Usual Adult Dose for Thyroid Cancer:-
140 mg orally once a day until the patient no longer experiences clinical benefit or unacceptable toxicity occurs
For progressive metastatic medullary thyroid cancer (MTC)
Usual Adult Dose for Renal Cell Carcinoma:-
- As a single agent: 60 mg orally once a day until the patient no longer experiences clinical benefit or unacceptable toxicity occurs
- In combination with nivolumab: 40 mg once a day until disease progression or unacceptable toxicity
When administering this drug in combination with nivolumab, refer to the nivolumab prescribing information.
- For patients with advanced renal cell carcinoma (RCC)
- In combination with nivolumab, indicated for the first-line treatment of patients with advanced RCC
Usual Adult Dose for Hepatocellular Carcinoma:-
60 mg orally once a day until the patient no longer experiences clinical benefit or unacceptable toxicity occurs
- For patients with hepatocellular carcinoma (HCC) who have been previously treated with sorafenib.
- Before starting cabozantinib treatment, make sure you tell your doctor about any other medications you are taking (including prescription, over-the-counter, vitamins, herbal remedies, etc.).
- Do not receive any kind of immunization or vaccination without your doctor’s approval while taking cabozantinib.
- Inform your health care professional if you are pregnant or may be pregnant prior to starting this treatment. Pregnancy category D (cabozantinib may be hazardous to the fetus. Women who are pregnant or become pregnant must be advised of the potential hazard to the fetus.)

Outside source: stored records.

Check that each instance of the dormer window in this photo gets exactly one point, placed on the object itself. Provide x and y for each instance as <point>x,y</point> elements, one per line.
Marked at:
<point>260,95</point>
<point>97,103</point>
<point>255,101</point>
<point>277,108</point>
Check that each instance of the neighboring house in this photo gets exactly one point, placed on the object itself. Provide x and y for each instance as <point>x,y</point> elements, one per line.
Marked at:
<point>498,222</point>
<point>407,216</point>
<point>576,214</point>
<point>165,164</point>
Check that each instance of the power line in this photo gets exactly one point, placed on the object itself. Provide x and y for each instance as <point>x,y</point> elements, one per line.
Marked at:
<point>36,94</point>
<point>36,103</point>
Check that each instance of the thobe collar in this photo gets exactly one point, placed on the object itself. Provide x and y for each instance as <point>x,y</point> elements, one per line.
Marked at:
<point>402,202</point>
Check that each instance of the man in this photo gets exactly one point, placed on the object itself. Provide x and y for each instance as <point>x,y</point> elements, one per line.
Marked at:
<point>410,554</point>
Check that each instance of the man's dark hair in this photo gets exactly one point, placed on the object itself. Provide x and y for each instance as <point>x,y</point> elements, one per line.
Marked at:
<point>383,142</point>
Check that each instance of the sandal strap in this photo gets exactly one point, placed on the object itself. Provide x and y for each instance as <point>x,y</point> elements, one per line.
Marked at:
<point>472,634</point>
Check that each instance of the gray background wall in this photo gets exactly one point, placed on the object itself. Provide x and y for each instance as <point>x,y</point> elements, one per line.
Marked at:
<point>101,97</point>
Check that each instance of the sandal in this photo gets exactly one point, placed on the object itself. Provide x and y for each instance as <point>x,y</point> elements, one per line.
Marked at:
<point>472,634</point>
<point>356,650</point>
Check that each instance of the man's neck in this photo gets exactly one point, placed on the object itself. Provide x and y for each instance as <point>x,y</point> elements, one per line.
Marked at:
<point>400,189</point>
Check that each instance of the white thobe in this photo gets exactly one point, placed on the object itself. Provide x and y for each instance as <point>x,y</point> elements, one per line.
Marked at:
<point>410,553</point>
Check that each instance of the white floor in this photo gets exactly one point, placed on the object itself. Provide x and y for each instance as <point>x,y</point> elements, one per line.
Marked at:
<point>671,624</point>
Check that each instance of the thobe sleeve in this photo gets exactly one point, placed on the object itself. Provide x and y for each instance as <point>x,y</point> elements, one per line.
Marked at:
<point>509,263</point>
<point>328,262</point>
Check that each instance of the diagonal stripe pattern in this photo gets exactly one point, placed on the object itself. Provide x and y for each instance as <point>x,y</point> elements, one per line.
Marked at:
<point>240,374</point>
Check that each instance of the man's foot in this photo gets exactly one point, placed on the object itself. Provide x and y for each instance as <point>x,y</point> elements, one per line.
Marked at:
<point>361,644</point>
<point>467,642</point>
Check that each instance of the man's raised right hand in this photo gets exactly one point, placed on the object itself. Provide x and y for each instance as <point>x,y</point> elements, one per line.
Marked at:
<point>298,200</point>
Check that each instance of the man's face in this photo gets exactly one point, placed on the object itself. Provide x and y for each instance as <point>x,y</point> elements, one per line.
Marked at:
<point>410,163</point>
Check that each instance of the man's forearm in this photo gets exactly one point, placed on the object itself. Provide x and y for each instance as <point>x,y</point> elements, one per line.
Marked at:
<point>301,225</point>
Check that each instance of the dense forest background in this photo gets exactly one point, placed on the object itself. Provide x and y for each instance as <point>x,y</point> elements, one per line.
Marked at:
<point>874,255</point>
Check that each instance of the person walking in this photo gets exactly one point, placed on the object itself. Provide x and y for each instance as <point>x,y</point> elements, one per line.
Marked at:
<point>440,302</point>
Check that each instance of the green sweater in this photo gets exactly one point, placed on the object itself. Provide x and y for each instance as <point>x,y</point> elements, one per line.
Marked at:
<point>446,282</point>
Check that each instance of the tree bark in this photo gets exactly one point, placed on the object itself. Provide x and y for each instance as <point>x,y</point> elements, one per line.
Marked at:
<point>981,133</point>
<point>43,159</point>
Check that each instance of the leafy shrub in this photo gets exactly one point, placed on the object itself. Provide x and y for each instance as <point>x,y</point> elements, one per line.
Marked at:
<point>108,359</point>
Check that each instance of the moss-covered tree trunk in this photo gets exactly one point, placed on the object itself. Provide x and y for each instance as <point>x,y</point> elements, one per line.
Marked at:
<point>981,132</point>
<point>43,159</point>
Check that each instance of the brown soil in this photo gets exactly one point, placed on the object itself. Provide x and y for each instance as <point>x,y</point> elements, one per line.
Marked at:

- For both men and women: Do not conceive a child (get pregnant) while taking cabozantinib. Barrier methods of contraception, such as condoms, are recommended during treatment and for 4 months after treatment is complete. Discuss with your doctor when you may safely become pregnant or conceive a child after therapy.
- Do not breastfeed while taking this medication.
- You should not drink grapefruit juice or eat grapefruit during your treatment with cabozantinib. It may make the amount of cabozantinib in your blood increase to a harmful level.
- Drink at least two to three quarts of fluid every 24 hours, unless you are instructed otherwise.
- You may be at risk of infection so try to avoid crowds or people with colds, and report fever or any other signs of infection immediately to your health care provider.
- Wash your hands often.
- Monitor your blood pressure and notify your physician if blood pressure is elevated or if you develop a severe headache, lightheadedness, or other neurological symptoms (numbness, tingling, difficulty speaking).
- To help treat/prevent mouth sores, use a soft toothbrush, and rinse three times a day with 1 teaspoon of baking soda mixed with 8 ounces of water.
- Use an electric razor and a soft toothbrush to minimize bleeding.
- Avoid contact sports or activities that could cause injury.
- To reduce nausea, take anti-nausea medications as prescribed by your doctor, and eat small, frequent meals.
- Follow a regimen of anti-diarrhea medication as prescribed by your health care professional.
- Eat foods that may help reduce diarrhea
- Prevention of hand-foot syndrome. Modification of normal activities of daily living to reduce friction and heat exposure to hands and feet, for about a week after treatment.
- Keep palms of hands and soles of feet moist using emollients.
- Avoid sun exposure. Wear SPF 15 (or higher) sunblock and protective clothing.
- In general, drinking alcoholic beverages should be kept to a minimum or avoided completely. You should discuss this with your doctor.
- Get plenty of rest.
- Maintain good nutrition.
- Maintain physical activity as tolerated.
- If you experience symptoms or side effects, be sure to discuss them with your health care team. They can prescribe medications and/or offer other suggestions that are effective in managing such problems.